In the aftermath of the Upper House election, there was some talk of a political realignment as a possible result of post-election uncertainty. That talk has diminished somewhat, especially because Ozawa Ichiro has managed the DPJ adeptly, most notably by co-opting Maehara Seiji with a deputy leadership post. (Although I think the talk of a grand coalition by LDP leaders hints at a political realignment of sorts.)
An article in this week’s Liberal Time, however, renews the conversation about the shape of a new political alignment. The speculation considers the usual actors. Mr. Koizumi, dissatisfied by his party’s backtracking on reform (as Mr. Hiranuma’s return suggests), could split from the LDP with his “children” to form the “Koizumi New Party.” Joining him could be Mr. Maehara — Hatoyama Yukio is apparently convinced that he would — and Mr. Tanigaki, who has, with his faction, been effectively isolated within the LDP.

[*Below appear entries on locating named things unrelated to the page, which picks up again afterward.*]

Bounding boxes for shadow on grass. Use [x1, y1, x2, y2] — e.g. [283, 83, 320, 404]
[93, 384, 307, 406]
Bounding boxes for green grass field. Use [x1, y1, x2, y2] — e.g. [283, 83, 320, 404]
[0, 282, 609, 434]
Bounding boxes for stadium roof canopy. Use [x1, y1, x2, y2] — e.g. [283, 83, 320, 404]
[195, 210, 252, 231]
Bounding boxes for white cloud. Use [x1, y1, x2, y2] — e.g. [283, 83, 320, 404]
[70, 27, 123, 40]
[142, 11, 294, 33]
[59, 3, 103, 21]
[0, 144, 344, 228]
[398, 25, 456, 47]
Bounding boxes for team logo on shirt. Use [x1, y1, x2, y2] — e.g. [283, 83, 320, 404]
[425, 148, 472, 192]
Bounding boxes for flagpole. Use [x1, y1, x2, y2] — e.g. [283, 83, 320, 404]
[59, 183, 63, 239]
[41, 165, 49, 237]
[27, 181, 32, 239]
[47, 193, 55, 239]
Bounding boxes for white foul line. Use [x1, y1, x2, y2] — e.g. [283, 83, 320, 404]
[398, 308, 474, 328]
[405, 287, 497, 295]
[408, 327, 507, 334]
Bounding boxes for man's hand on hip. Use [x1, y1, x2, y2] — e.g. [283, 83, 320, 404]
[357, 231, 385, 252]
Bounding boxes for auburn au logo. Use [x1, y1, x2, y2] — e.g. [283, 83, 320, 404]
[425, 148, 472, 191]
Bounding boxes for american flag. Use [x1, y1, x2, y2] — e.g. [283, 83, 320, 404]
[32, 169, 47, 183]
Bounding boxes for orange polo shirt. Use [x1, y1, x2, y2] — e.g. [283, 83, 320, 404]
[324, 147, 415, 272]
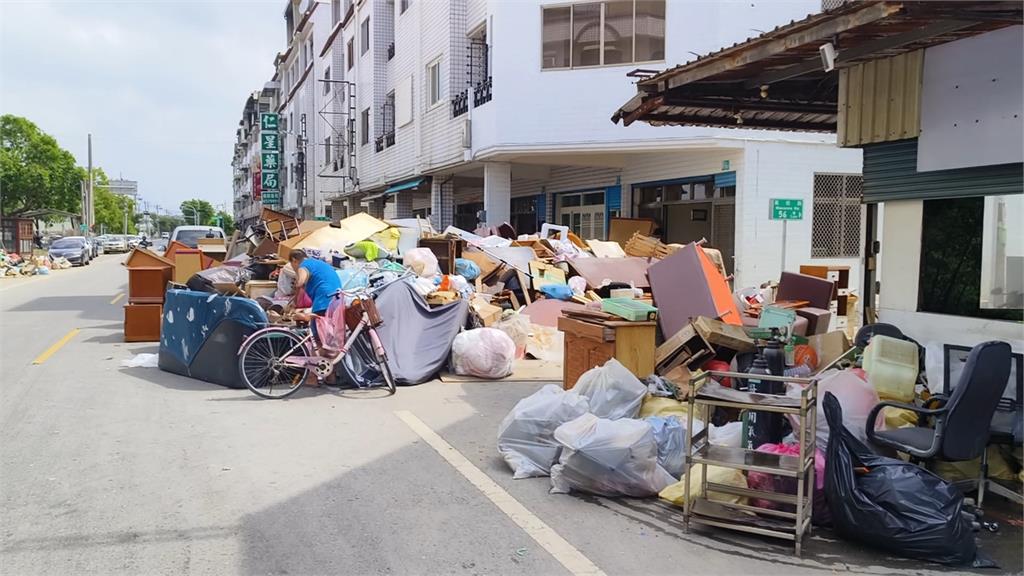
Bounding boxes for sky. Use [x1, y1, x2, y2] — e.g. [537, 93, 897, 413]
[0, 0, 287, 213]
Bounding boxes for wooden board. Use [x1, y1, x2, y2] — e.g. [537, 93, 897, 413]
[440, 359, 562, 383]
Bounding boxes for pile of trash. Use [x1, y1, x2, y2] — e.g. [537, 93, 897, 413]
[0, 250, 72, 277]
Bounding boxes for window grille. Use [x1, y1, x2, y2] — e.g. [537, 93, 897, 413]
[811, 174, 864, 258]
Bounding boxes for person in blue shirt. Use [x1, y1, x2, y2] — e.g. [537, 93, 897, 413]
[288, 250, 341, 345]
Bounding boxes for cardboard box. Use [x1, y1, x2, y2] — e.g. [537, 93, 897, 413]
[469, 297, 502, 326]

I don’t think this scenario is particularly plausible at the moment. More interesting is the article’s conclusion, which is called “the demise of the two-party system” and looks back to the founding of the LDP in 1955 to call for a new ruling party:
It was said by Miki Bukichi, who successfully created the “conservative fusion,” “This will last ten years.” The thought that the LDP has steadily exceeded its service life is strong.
Conversely, avoiding internal dissension in the midst of the suddenly changing international situation means (1) we should make a kyukoku cabinet [kyukoku, means patriotic in the sense of the salvation of the country], and (2) it is starting to be recognized that the LDP/DPJ grand coalition idea is an essential second “conservative fusion.”
This might be what Mr. Ozawa has in mind — the article mentions the possibility of Mr. Ozawa’s luring onetime allies from the former Tanaka faction to his side.
But the idea that a grand coalition (i.e, a new permanent ruling party) will save Japan is a dangerous illusion. In an ever more dynamic world, the homeostatic management of Japan’s affairs implied by a new permanent ruling party (like the 1955 system, and the Tokugawa bakufu for that matter) is impossible, because such systems invariably focus on maintaining the delicate balance among factions (or daimyo) rather than making the good policy decisions required in a dynamic environment. Hence the Tokugawa shogunate’s inability to cope with “troubles at home and abroad.” Hence the suitability of the 1955 system in an international system frozed by the cold war, and its almost instant collapse in the aftermath of the cold war.
Japan needs a two-party, even a multi-party system because competition in politics as in other areas of life depends better performance from all actors, and the people’s interests are served by having the government held accountable by active opposition parties (each with a reasonable chance of taking control of the government for itself).
So thank you, Liberal Time, for calling attention to 1955 and reminding us all why a grand coalition is an awful idea.